Annaïg took in the new chamber then; it had low ceilings of cloth woven in complicated, curvilinear patterns of gold, hyacinth, lime, and sanguine. It draped down the walls, giving the appearance that they were in a large, very oddly shaped tent. Globes like those in the sweat-room, but brighter, depended here and there, filling the chamber with a pleasant golden light. On the near wall, two golden robes hung.
“I hope those are ours,” she said.
“Not yet they aren’t,” the voice from earlier said. “Back in the heat with you.”
This time her gaze found the speaker—a froglike creature about two feet high, mottled orange, yellow, and green. It was crouched above the doorway.
“We have to go back in there?” Annaïg said.
“You’re both extremely polluted,” the thing said. “This could take a while. But at least you seem to be enjoying it.”
She wasn’t enjoying it an hour later, when the alternating heat and cold had rendered all the strength out of her. She was also starving. But finally the frog-thing gave a little nod and sent them across the room to the robes.

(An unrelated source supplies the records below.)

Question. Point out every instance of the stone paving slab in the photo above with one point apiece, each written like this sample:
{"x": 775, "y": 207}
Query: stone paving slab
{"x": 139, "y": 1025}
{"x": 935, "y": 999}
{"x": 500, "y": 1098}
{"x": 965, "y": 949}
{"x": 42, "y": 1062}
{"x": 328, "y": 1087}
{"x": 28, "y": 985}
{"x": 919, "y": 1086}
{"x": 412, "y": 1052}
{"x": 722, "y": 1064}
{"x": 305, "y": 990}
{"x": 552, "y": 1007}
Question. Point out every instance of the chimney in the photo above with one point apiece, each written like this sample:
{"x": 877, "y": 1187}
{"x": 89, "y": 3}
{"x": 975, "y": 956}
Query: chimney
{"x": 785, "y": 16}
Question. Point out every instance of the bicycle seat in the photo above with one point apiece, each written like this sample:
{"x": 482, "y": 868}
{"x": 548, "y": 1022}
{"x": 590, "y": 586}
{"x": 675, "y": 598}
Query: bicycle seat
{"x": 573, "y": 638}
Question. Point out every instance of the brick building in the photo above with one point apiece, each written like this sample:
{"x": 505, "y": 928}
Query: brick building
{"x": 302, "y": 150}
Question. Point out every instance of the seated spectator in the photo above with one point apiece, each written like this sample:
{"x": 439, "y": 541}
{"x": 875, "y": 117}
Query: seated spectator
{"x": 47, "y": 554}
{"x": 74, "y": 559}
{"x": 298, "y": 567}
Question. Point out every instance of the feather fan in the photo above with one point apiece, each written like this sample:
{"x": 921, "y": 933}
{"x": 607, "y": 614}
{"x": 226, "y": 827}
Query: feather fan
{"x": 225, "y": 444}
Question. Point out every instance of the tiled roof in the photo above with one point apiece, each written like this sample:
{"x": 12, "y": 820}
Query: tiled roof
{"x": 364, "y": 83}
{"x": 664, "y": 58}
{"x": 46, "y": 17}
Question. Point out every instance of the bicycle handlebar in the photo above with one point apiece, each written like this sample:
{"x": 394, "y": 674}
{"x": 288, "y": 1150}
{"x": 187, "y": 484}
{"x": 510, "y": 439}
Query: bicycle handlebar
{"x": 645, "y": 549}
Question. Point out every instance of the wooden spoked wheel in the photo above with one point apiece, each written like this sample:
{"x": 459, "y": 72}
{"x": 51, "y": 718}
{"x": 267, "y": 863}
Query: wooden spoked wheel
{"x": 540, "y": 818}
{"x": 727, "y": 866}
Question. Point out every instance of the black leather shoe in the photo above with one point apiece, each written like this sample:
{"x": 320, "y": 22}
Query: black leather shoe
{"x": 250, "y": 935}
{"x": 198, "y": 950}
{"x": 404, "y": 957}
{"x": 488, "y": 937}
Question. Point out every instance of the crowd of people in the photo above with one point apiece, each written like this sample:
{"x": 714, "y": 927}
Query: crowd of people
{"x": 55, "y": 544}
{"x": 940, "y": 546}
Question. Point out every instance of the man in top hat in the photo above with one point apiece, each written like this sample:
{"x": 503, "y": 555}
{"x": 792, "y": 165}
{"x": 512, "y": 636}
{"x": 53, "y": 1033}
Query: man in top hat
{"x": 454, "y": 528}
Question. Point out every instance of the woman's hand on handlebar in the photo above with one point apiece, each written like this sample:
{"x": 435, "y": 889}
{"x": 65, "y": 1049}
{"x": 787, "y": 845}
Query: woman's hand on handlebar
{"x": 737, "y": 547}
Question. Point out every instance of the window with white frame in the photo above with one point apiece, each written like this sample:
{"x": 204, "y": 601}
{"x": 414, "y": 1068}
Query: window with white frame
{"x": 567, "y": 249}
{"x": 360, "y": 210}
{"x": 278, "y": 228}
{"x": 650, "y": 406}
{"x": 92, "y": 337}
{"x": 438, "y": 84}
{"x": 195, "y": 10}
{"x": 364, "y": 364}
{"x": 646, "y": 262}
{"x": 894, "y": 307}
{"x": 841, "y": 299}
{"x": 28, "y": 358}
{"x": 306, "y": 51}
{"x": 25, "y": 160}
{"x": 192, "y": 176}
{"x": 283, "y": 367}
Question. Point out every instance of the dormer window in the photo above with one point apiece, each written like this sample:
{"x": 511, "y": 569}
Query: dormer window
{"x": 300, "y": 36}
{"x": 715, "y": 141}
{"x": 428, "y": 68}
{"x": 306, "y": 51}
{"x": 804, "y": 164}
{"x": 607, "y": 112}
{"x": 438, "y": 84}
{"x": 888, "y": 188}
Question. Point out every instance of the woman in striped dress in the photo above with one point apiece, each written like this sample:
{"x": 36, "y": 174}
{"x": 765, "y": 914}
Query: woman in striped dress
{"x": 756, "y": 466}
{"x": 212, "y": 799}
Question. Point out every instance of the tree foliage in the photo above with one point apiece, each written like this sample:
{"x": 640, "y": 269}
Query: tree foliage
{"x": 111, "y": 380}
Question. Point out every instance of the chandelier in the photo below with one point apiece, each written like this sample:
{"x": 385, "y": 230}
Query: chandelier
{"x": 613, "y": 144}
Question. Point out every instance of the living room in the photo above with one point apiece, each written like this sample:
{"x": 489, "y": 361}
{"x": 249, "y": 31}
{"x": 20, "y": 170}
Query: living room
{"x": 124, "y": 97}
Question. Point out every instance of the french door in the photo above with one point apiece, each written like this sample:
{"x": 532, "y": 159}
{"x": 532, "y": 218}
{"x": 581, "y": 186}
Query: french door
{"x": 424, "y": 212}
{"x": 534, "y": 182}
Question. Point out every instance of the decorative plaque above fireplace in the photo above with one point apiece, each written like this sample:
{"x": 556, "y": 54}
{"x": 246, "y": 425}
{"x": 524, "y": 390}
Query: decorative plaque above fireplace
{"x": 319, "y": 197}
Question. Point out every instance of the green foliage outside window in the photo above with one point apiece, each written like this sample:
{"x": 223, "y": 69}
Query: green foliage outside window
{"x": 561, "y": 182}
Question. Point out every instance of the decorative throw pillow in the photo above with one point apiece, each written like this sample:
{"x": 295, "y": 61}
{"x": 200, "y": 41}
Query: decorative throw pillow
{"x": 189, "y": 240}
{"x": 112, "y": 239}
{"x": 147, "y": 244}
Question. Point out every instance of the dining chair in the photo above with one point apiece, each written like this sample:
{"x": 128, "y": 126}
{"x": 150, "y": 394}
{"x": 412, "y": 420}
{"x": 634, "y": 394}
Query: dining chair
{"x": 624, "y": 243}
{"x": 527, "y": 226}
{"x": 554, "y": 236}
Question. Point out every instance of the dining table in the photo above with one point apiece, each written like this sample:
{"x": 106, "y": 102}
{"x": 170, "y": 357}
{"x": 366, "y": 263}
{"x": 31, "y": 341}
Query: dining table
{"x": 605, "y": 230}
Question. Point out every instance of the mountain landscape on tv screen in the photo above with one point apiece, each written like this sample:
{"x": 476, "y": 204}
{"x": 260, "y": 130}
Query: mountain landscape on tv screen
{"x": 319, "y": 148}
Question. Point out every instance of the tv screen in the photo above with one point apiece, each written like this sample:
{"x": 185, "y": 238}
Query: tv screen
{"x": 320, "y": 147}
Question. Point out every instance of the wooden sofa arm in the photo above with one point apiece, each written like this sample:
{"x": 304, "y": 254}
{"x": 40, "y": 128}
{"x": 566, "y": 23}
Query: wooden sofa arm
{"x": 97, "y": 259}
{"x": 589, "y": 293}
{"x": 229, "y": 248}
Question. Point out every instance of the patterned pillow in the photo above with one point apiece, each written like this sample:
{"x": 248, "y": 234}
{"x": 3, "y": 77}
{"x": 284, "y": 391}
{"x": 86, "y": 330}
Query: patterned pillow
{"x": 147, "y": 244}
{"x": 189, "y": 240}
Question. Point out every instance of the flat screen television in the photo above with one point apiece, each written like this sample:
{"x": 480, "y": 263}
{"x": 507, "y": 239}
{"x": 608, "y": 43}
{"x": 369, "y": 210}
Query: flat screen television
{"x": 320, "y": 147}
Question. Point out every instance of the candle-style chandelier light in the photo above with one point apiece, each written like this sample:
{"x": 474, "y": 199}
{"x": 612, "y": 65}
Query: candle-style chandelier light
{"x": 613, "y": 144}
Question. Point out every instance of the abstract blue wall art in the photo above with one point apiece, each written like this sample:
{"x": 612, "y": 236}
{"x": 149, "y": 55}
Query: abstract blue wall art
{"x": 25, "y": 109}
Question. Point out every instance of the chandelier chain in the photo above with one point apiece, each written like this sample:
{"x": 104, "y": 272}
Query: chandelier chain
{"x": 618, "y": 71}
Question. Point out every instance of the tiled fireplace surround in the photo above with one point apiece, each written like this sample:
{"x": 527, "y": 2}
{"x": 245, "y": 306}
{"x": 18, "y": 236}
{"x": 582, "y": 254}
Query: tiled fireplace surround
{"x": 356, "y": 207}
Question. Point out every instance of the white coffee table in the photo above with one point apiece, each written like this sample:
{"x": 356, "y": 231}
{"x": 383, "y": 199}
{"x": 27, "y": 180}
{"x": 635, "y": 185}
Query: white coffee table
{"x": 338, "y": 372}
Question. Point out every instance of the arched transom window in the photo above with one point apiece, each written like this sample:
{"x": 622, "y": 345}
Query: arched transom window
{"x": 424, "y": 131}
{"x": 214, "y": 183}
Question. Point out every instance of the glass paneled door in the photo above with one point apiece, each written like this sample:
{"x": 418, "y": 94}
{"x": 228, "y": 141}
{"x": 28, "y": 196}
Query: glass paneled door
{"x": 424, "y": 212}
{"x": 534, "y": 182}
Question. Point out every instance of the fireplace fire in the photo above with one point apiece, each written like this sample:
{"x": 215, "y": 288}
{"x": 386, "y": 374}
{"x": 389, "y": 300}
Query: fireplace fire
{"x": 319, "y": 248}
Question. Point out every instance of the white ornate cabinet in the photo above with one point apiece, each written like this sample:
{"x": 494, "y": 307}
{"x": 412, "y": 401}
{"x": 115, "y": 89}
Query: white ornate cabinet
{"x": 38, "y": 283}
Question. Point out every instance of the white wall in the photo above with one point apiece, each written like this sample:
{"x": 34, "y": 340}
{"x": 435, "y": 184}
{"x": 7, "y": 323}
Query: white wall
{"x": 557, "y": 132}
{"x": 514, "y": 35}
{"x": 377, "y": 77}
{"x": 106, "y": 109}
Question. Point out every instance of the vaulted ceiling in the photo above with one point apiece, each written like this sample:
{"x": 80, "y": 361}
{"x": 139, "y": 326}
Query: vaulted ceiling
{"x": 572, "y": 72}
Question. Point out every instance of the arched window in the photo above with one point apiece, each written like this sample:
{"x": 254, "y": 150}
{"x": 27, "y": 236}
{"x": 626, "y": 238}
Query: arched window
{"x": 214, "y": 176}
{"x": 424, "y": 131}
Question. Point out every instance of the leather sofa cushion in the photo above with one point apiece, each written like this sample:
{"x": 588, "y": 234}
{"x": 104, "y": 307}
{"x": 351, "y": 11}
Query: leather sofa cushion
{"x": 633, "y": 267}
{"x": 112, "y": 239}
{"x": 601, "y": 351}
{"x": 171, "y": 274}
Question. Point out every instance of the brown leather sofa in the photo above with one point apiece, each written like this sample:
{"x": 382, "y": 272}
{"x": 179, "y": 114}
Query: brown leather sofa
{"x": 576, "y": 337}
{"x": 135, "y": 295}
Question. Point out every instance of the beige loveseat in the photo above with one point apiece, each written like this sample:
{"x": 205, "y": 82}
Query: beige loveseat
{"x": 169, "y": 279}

The fabric was like nothing she had ever touched before, utterly smooth, almost like a liquid. She thought she had never felt anything better.
“Come along,” the creature said, hopping down from its perch and landing, to stand on its hind limbs. It waddled off, through a slit in the cloth that draped the walls and into a smooth, polished corridor.
After a few turns he led them into a room appointed much as the pool-room had been, except the drapery was of more muted, autumn shades. Her heart struck up a bit when she saw a small, low table set with a pitcher of some sort of liquid and bowls of fruits, fern fronds, and small condiment bowls.
“Eat,” the creature said. “Rest. Be ready to speak with Lord Toel.”